Today, I went over to campus for a showing of Roman Holiday. In conjunction with the Smart Museum's exhibit, Sites to Behold: Travels in Eighteenth-Century Rome, there's a film series, The Grand Tour and the Myth of Italy in Anglo-Saxon Films. This was the first one I've been able to get to, and was glad I could, because, shockingly, I'd never seen it before.
I got my hair cut the other evening, and stopped by Powell's, coming out with a couple of books, a biography of Peggy Guggenheim and a book on Japanese books and scrolls, surprisingly inexpensive for an Oak Knoll publication (they are so expensive to start with that I can't usually afford them used!).
Saturday, I was really naughty!

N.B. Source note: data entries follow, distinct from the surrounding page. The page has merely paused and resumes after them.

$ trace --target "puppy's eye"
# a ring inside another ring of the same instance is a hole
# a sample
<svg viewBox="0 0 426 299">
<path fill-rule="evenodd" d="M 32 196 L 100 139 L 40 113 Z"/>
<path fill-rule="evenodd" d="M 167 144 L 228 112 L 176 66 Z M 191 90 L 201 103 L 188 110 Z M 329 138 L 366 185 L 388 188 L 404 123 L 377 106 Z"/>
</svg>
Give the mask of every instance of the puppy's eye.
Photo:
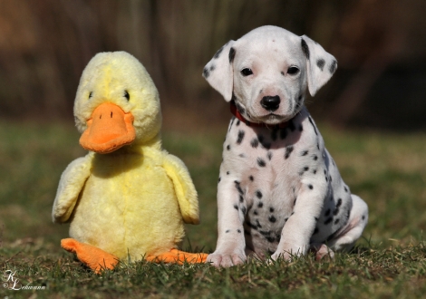
<svg viewBox="0 0 426 299">
<path fill-rule="evenodd" d="M 295 75 L 297 72 L 299 72 L 299 69 L 295 66 L 290 66 L 287 70 L 289 75 Z"/>
<path fill-rule="evenodd" d="M 251 69 L 246 68 L 241 70 L 241 74 L 245 77 L 253 74 L 253 71 Z"/>
</svg>

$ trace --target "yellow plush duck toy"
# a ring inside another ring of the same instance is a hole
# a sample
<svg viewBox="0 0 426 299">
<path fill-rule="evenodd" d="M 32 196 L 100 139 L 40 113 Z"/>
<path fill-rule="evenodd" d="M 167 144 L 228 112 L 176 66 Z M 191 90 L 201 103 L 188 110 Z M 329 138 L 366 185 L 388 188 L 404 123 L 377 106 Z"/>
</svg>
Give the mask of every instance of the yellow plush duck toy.
<svg viewBox="0 0 426 299">
<path fill-rule="evenodd" d="M 197 191 L 184 163 L 161 148 L 157 88 L 125 52 L 102 53 L 84 69 L 74 102 L 89 153 L 63 171 L 52 212 L 70 222 L 61 246 L 96 273 L 120 259 L 203 263 L 177 249 L 183 223 L 198 224 Z"/>
</svg>

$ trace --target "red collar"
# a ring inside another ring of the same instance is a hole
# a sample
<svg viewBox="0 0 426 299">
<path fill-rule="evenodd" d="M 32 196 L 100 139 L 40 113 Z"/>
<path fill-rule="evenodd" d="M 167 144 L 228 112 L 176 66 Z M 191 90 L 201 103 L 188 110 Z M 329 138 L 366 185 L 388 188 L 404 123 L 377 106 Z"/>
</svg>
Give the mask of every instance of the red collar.
<svg viewBox="0 0 426 299">
<path fill-rule="evenodd" d="M 235 101 L 231 101 L 231 102 L 230 102 L 230 109 L 231 109 L 231 113 L 232 113 L 236 118 L 237 118 L 239 121 L 243 121 L 245 124 L 247 124 L 248 127 L 269 128 L 269 129 L 273 129 L 273 128 L 276 128 L 276 129 L 285 129 L 285 128 L 288 127 L 288 124 L 289 124 L 289 122 L 291 121 L 291 120 L 290 120 L 290 121 L 287 121 L 280 122 L 280 123 L 276 124 L 276 125 L 268 125 L 268 124 L 264 123 L 264 122 L 251 122 L 251 121 L 248 121 L 247 120 L 246 120 L 246 119 L 241 115 L 241 113 L 239 112 L 238 109 L 237 109 L 237 105 L 235 104 Z"/>
</svg>

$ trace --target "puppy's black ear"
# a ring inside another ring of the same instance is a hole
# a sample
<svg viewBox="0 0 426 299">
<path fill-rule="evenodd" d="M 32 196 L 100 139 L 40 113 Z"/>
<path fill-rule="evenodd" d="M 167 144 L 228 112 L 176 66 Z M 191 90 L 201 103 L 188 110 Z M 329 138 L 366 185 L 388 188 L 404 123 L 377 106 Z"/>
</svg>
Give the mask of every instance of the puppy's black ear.
<svg viewBox="0 0 426 299">
<path fill-rule="evenodd" d="M 302 36 L 301 47 L 306 56 L 309 93 L 314 96 L 333 76 L 337 69 L 337 61 L 306 35 Z"/>
<path fill-rule="evenodd" d="M 203 70 L 203 77 L 227 101 L 231 101 L 234 86 L 233 62 L 236 55 L 234 43 L 235 41 L 229 41 L 218 50 Z"/>
</svg>

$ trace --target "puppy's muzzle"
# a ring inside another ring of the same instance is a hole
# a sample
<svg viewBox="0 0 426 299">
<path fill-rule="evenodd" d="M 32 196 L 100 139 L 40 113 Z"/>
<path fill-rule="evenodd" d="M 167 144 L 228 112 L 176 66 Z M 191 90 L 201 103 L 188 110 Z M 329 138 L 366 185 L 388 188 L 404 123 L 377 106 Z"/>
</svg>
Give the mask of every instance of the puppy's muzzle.
<svg viewBox="0 0 426 299">
<path fill-rule="evenodd" d="M 260 101 L 260 104 L 262 105 L 265 110 L 268 111 L 269 112 L 274 112 L 279 107 L 279 103 L 281 102 L 281 99 L 279 96 L 265 96 Z"/>
</svg>

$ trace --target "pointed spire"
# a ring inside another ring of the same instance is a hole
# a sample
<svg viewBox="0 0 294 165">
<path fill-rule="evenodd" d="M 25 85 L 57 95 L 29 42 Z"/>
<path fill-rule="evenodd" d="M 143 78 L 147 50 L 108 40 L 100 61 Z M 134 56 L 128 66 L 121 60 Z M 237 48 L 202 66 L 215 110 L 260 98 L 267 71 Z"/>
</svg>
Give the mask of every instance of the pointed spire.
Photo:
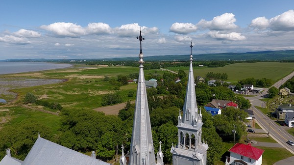
<svg viewBox="0 0 294 165">
<path fill-rule="evenodd" d="M 185 124 L 196 125 L 197 124 L 197 116 L 198 116 L 198 108 L 196 103 L 196 96 L 195 93 L 195 83 L 194 82 L 194 75 L 193 74 L 193 67 L 192 61 L 192 42 L 190 46 L 191 48 L 190 66 L 187 84 L 186 97 L 183 108 L 182 122 Z"/>
<path fill-rule="evenodd" d="M 173 145 L 173 144 L 172 144 Z M 163 153 L 161 151 L 161 141 L 159 141 L 159 150 L 157 152 L 156 165 L 163 165 Z"/>
<path fill-rule="evenodd" d="M 124 148 L 124 147 L 123 146 L 123 145 L 122 145 L 122 156 L 121 157 L 121 159 L 120 159 L 120 165 L 126 165 L 126 159 L 123 153 Z"/>
<path fill-rule="evenodd" d="M 155 156 L 143 70 L 142 42 L 145 38 L 142 36 L 141 29 L 140 36 L 137 38 L 139 39 L 140 43 L 140 66 L 129 165 L 141 165 L 144 159 L 144 165 L 148 165 L 155 164 Z"/>
</svg>

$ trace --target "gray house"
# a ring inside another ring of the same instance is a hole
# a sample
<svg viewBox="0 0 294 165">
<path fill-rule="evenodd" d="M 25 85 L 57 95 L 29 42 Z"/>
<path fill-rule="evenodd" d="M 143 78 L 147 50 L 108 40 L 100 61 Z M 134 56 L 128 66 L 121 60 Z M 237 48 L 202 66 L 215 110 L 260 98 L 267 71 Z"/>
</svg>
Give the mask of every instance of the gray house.
<svg viewBox="0 0 294 165">
<path fill-rule="evenodd" d="M 276 110 L 275 114 L 279 119 L 284 119 L 287 112 L 294 112 L 294 107 L 291 104 L 279 106 Z"/>
</svg>

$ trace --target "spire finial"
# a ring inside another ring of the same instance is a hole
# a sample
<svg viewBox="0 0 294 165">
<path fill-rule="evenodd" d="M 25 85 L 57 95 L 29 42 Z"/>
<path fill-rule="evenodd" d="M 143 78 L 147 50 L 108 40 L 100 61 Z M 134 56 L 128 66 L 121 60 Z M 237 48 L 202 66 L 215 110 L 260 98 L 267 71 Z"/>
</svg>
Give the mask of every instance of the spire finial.
<svg viewBox="0 0 294 165">
<path fill-rule="evenodd" d="M 192 46 L 192 40 L 191 40 L 191 45 L 190 46 L 190 47 L 191 48 L 191 54 L 190 54 L 190 62 L 192 62 L 192 61 L 193 60 L 193 59 L 192 58 L 192 57 L 193 57 L 193 56 L 192 55 L 192 48 L 193 47 L 193 46 Z"/>
<path fill-rule="evenodd" d="M 143 54 L 142 53 L 142 41 L 145 40 L 145 38 L 143 38 L 142 35 L 142 31 L 141 31 L 141 28 L 140 28 L 140 36 L 139 37 L 137 37 L 137 39 L 139 39 L 140 41 L 140 54 Z"/>
</svg>

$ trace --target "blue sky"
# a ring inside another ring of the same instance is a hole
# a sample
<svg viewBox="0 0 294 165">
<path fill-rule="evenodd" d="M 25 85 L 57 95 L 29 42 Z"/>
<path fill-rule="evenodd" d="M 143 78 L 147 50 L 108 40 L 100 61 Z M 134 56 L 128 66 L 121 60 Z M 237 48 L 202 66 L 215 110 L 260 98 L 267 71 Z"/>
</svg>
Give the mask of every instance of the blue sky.
<svg viewBox="0 0 294 165">
<path fill-rule="evenodd" d="M 0 0 L 0 59 L 294 50 L 294 0 Z"/>
</svg>

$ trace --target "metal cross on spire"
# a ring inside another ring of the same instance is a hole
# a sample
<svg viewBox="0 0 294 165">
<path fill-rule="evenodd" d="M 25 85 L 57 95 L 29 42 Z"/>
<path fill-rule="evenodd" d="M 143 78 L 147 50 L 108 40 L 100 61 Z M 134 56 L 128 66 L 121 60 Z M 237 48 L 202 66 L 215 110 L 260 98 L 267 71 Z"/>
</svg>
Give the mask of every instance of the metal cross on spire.
<svg viewBox="0 0 294 165">
<path fill-rule="evenodd" d="M 142 41 L 145 40 L 145 38 L 143 38 L 142 37 L 142 35 L 141 35 L 141 28 L 140 28 L 140 36 L 139 37 L 137 37 L 137 39 L 139 39 L 139 40 L 140 40 L 140 54 L 142 54 Z"/>
<path fill-rule="evenodd" d="M 192 48 L 193 46 L 192 46 L 192 41 L 191 41 L 191 45 L 190 46 L 190 47 L 191 48 L 191 54 L 190 54 L 190 62 L 192 62 L 193 59 L 192 57 L 193 56 L 192 55 Z"/>
</svg>

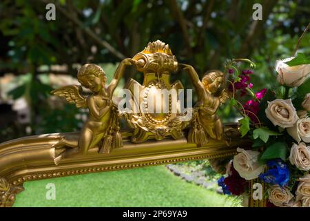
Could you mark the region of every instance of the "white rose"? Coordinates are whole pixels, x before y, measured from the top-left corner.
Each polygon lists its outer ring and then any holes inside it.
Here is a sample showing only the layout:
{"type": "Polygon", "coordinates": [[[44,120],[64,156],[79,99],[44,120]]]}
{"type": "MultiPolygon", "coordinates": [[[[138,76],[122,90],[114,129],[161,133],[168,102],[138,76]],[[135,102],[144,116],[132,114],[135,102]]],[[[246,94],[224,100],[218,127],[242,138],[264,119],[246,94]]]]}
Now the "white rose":
{"type": "Polygon", "coordinates": [[[302,202],[300,200],[296,201],[295,198],[293,198],[291,200],[291,201],[289,202],[289,203],[286,205],[285,207],[301,207],[302,206],[302,202]]]}
{"type": "Polygon", "coordinates": [[[292,127],[298,119],[291,99],[276,99],[268,102],[268,106],[265,110],[266,116],[274,126],[282,128],[292,127]]]}
{"type": "Polygon", "coordinates": [[[238,152],[240,152],[234,157],[233,165],[240,177],[247,180],[257,178],[264,171],[264,165],[258,162],[258,156],[260,152],[255,151],[245,151],[238,148],[238,152]]]}
{"type": "Polygon", "coordinates": [[[302,106],[307,111],[310,110],[310,93],[307,93],[304,98],[302,106]]]}
{"type": "Polygon", "coordinates": [[[302,171],[310,170],[310,146],[304,143],[293,144],[291,148],[289,162],[302,171]]]}
{"type": "Polygon", "coordinates": [[[286,207],[290,205],[293,199],[293,194],[287,187],[272,186],[268,189],[268,198],[269,201],[277,206],[286,207]]]}
{"type": "Polygon", "coordinates": [[[300,182],[295,194],[298,200],[303,197],[310,197],[310,174],[299,179],[300,182]]]}
{"type": "Polygon", "coordinates": [[[298,143],[302,140],[310,142],[310,118],[300,119],[294,126],[287,128],[287,133],[298,143]]]}
{"type": "Polygon", "coordinates": [[[278,72],[277,80],[281,85],[296,87],[302,84],[310,73],[310,65],[302,64],[289,66],[285,62],[295,57],[291,57],[276,62],[276,70],[278,72]]]}

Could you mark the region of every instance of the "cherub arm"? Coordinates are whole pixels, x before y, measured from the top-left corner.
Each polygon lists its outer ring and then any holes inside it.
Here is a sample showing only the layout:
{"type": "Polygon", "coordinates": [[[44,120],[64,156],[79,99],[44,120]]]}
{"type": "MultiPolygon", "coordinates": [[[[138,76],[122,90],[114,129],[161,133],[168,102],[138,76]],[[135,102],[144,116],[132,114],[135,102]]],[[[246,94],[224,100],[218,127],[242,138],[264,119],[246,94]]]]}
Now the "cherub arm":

I was downtown for a board meeting and decided to go shoe shopping. I've been wanting a pair of gray boots, and found a luscious pair in gray ultrasuede. Very versatile as they can be scrunched down, or worn with the cuff up so they are just above the knee, or with the cuff folded down so they are knee-high. Très cool. But then I found a couple more pair, a
reasonably sedate pair of gray leather shoes and a
rather funky tri-color pair of '20s-ish heels.
The board meeting itself was good. We're in the black, having made actual profits at seminars and the annual dinner, and membership is way up. We're planning a party, an "Irish wake for Clarence Darrow", which should be tremendous fun. We'd just co-sponsored a two-day forensics seminar, which I attended, and which was really an excellent program. So we are quite happy, and voted a raise for our executive director (not that she's making much - it's a very part-time gig - but she deserves every penny).